En Guadeloupe, la hausse de 16 centimes le litre pour le gazole est susceptible d’alourdir les coûts du transport routier de marchandises, les factures des professionnels dépendant du diesel (transporteurs, artisans, pêcheurs équipés de moteurs diesel) et le budget des ménages automobilistes. Les collectivités locales et les entreprises locales doivent anticiper l’impact sur les services et la chaîne logistique.
L’État maintient toutefois des dispositifs d’aides visant à atténuer l’impact des fluctuations des prix des produits pétroliers. Il est important de rappeler que, contrairement à la métropole, l’État ne perçoit ni TVA ni taxe intérieure de consommation sur les carburants en Guadeloupe : les prix maximaux appliqués prennent en compte la fiscalité locale.
Tableau comparatif des prix (en vigueur)
| Produit | Prix précédent | Prix au 1er septembre |
|---|---|---|
| Gazole | 1,93 € / L | 2,09 € / L |
| Super sans plomb | 1,93 € / L (approx.) | 1,92 € / L |
| Bouteille de gaz 12,5 kg | 20,41 € | 20,45 € |
Nota : les prix maximaux publiés servent de référence réglementaire ; les distributeurs peuvent pratiquer des tarifs inférieurs selon leurs politiques commerciales.
À court terme : vigilance et alternatives
Pour atténuer l’impact immédiat, plusieurs pistes existent : optimisation des tournées pour les professionnels, covoiturage renforcé, recours aux transports collectifs lorsque possible, ou anticipation des achats de carburant pour les petites structures.

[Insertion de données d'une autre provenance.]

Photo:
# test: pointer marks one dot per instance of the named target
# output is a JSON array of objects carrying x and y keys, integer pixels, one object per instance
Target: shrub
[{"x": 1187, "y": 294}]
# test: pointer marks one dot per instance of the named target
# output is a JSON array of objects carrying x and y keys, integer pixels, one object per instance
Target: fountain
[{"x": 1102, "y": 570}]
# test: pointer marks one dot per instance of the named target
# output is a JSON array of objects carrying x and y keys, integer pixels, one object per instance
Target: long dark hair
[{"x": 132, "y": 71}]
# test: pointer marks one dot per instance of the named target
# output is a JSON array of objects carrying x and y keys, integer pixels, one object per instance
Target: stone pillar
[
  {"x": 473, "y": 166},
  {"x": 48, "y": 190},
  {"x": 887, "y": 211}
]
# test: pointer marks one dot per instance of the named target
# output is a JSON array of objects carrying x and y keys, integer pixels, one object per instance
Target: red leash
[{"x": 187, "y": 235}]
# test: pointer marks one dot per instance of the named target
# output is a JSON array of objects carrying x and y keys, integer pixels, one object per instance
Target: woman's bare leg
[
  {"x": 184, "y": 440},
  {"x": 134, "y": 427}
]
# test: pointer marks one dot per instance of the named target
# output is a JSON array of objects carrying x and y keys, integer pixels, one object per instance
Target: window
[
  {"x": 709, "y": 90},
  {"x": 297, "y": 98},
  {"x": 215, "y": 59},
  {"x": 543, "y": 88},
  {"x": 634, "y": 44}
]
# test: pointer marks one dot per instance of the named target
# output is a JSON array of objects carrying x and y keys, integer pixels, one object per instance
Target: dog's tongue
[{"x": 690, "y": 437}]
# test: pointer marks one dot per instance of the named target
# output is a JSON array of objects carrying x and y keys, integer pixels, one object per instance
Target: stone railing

Les pouvoirs publics et les organisations professionnelles devront suivre l’évolution des marchés et alertent déjà sur la nécessité d’une bonne préparation à la rentrée.
En Guadeloupe, où le coût des déplacements influence directement le budget des foyers et la compétitivité des entreprises, chaque centime compte. Cette hausse de septembre est un signal de plus que les variations internationales des prix de l’énergie ont des répercussions immédiates ici, dans nos vies quotidiennes et dans l’économie locale.
Je suivrai l’évolution des tarifs et les réactions des acteurs économiques locaux pour informer nos lecteurs des mesures d’accompagnement éventuelles.